Each task is given a _runStatus attribute, which is a multiprocessing.Value object that can be shared and changed across processes. A set of constant possible values for this attribute, READY, BLOCKED, RUNNING, SUCCES and FAIL are defined inAnalysisTask. If a task has no prerequisites, initially _runStatus = READY; otherwise _runStatus = BLOCKED. Any READY task can be run (_runStatus = 'running'). Any task that finishes is given _runStatus = SUCCESS or _runStatus = FAIL (I know, not grammatically consistent but compact…).

When a new parallel slot becomes available, all BLOCKED tasks are checked to see if any prerequisites have failed (in which case the task also fails) or if all prerequisites have succeeded, in which case the task is now READY. After that, the next READY task is run.

Design solution: Cancel dependents of failed prerequisites
Date last modified: 2017/06/12
Contributors: Xylar Asay-Davis

Same as above: When a new parallel slot becomes available, all BLOCKED tasks are checked to see if any prerequisites have failed (in which case the task also fails).

Design and Implementation

The design has been implemented in the branch xylar/add_mpas_climatology_task

Implementation: Define prerequisite tasks
Date last modified: 2017/10/11
Contributors: Xylar Asay-Davis

AnalysisTask now has an attribute runAfterTasks, which default to empty.
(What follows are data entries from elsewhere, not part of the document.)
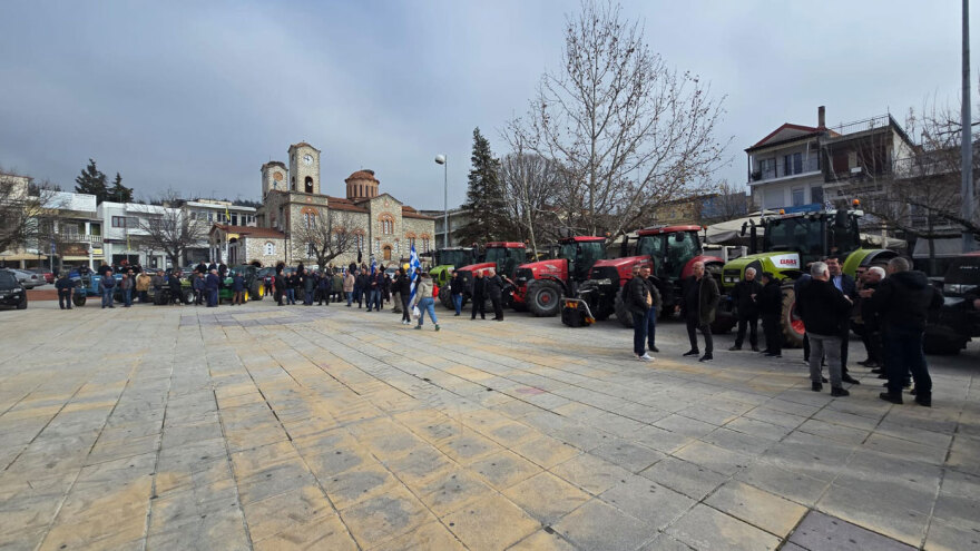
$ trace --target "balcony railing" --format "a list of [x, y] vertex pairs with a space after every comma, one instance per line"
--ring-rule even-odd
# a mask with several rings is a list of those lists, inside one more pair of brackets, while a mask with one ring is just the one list
[[752, 181], [772, 180], [797, 174], [815, 173], [820, 170], [820, 159], [814, 155], [807, 159], [803, 159], [800, 170], [795, 170], [794, 168], [796, 167], [791, 166], [790, 171], [787, 173], [785, 161], [782, 158], [777, 158], [775, 167], [752, 173]]

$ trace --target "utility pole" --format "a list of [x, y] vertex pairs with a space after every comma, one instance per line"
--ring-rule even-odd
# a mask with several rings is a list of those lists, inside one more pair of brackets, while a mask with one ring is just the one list
[[[963, 92], [962, 92], [962, 144], [960, 160], [962, 181], [960, 183], [961, 216], [966, 222], [973, 220], [973, 139], [970, 117], [970, 0], [963, 0]], [[973, 250], [973, 234], [963, 227], [963, 253]]]

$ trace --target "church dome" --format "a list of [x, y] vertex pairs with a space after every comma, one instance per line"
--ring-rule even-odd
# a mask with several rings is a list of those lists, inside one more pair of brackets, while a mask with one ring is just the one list
[[357, 170], [344, 180], [347, 185], [347, 199], [360, 200], [378, 197], [378, 186], [381, 184], [374, 177], [374, 170]]

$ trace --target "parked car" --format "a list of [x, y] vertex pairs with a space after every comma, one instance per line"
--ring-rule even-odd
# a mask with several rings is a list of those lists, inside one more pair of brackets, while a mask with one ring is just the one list
[[0, 305], [27, 308], [27, 291], [12, 269], [0, 268]]
[[45, 276], [46, 283], [55, 283], [55, 273], [47, 268], [31, 268], [27, 272], [33, 272], [35, 274], [40, 274]]
[[980, 337], [980, 253], [953, 258], [941, 283], [942, 308], [929, 316], [924, 348], [929, 354], [958, 354]]
[[40, 287], [41, 285], [47, 285], [48, 282], [45, 281], [45, 276], [35, 272], [28, 272], [26, 269], [12, 269], [17, 281], [23, 285], [26, 289], [32, 289], [35, 287]]

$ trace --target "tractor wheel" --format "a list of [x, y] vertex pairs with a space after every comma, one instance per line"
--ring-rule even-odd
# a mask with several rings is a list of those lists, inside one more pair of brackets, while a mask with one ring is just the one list
[[796, 313], [796, 294], [793, 287], [783, 287], [783, 313], [780, 316], [780, 329], [783, 333], [783, 343], [786, 347], [798, 348], [803, 346], [803, 318]]
[[619, 291], [616, 292], [616, 302], [614, 304], [616, 319], [619, 319], [624, 327], [633, 328], [633, 314], [626, 307], [626, 303], [623, 302], [623, 293]]
[[445, 309], [451, 309], [455, 312], [455, 306], [452, 305], [452, 294], [449, 292], [449, 287], [439, 287], [439, 303]]
[[561, 309], [561, 286], [548, 279], [536, 279], [528, 284], [525, 302], [535, 317], [556, 316]]

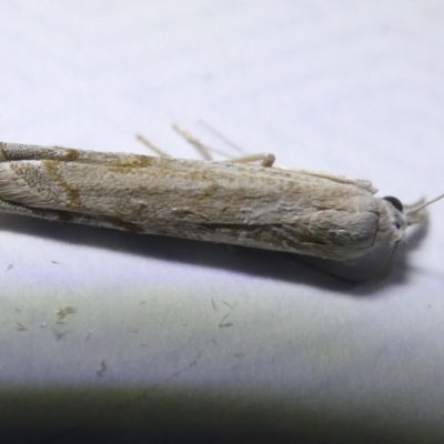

Prerequisite tasks can be added by calling run_after(self, task) with the task that this task should follow.

Implementation: Add prerequisites to task list
Date last modified: 2017/10/11
Contributors: Xylar Asay-Davis

build_analysis_list in run_mpas_analysis has been modified to call a recursive function add_task_and_subtasks that adds a task, its prerequisites (if they have not already been added) and its subtasks to the list of tasks to run.

Implementation: Holding dependent tasks
Date last modified: 2017/06/12
Contributors: Xylar Asay-Davis

The run_analysis function in run_mpas_analysis has been updated to be aware of the status of each task, as described in the algorithms section.

Implementation: Cancel dependents of failed prerequisites
Date last modified: 2017/06/12
Contributors: Xylar Asay-Davis

Again, the run_analysis function in run_mpas_analysis has been updated to be aware of the status of each task, as described in the algorithms section.

Testing and Validation

Date last modified: 2017/06/12
Contributors: Xylar Asay-Davis

All plots will be tested to ensure they are bit-for-bit identical to those produced by develop for all tests defined in the configs/edison and configs/lanl directories. Task will be run in parallel and I will verify that no dependent tasks run before prerequisite tasks have completed.